そろそろ駅が見えて来た時だった。
「あれ、玲奈さんじゃないですか」
一度だけ聞いたことのある、あの女の人の声が私の名前を呼ぶ。
「あなたは……」
「もう、近づかないでって言ってるのに」
その人は、隣にレオくんがいるのにもかかわらず、不気味な笑顔でそう言ってきた。
その人の目は、私だけを捉えている。
「返してよ」
その言葉と同時に、その人の腕が空中へと上がり私を目掛けて下される。
瞬時に目を瞑る。
だけど、その腕が私に当たることはない。
恐る恐る目を開けると、レオさんがその腕を掴んで見たことのない鋭い目で彼女を睨んでいた。
「何、してんの? ていうか、誰?」
「あっ」
その人は、今更レオさんに気付いたのかパッとした表情で彼を見つめている。
「玲奈さんに嫌がらせするなら、許さないよ。女の人であっても」
「ご、ごめんなさい。
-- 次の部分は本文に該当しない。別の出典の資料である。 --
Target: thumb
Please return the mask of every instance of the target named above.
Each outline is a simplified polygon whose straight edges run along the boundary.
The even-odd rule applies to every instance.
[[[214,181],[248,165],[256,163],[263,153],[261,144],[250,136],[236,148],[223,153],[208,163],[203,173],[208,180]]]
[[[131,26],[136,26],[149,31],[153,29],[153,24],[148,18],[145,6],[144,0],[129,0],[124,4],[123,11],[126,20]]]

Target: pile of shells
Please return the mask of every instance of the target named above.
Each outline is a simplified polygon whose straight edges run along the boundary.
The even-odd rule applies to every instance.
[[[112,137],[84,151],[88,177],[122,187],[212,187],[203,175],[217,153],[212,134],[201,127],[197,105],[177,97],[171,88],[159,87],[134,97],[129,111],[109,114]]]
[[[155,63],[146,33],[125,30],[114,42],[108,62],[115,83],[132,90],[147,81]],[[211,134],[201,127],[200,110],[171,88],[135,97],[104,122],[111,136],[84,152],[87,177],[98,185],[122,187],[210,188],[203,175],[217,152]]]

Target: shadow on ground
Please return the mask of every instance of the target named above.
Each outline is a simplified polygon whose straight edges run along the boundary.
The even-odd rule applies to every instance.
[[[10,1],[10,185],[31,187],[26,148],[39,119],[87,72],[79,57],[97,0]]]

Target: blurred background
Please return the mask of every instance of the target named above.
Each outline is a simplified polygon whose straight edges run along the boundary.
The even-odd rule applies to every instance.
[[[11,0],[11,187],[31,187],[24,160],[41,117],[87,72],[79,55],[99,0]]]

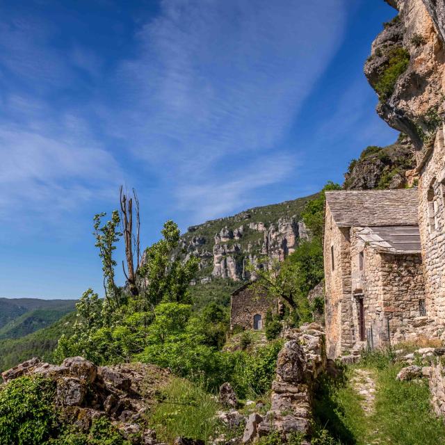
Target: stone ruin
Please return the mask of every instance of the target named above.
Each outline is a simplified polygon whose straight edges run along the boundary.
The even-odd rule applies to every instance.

もうしないですから、許してください」
急に捨てられた子犬のように縮こまって、その目からは涙を流している。
「もう、玲奈さんの前に現れないでくれる? 俺、君の顔覚えてるからね」
「もう、現れないです…………」
その言葉を聞くと、レオさんはその腕をようやく離した。
「謝ってよ、玲奈さんに」
彼女は私の方を見た。
「ごめんなさい……」
それに、なんて答えればいいのか分からない。
だから「もう、いいです」と一言伝えると、その人は走ってどこかへ行ってしまった。
レオさんの手を見ると、微かに震えていて私はついその手を握ってしまう。
まるで台風の様にいきなりこの空間を搔き乱した彼女がいなくなると、再び2人だけになる。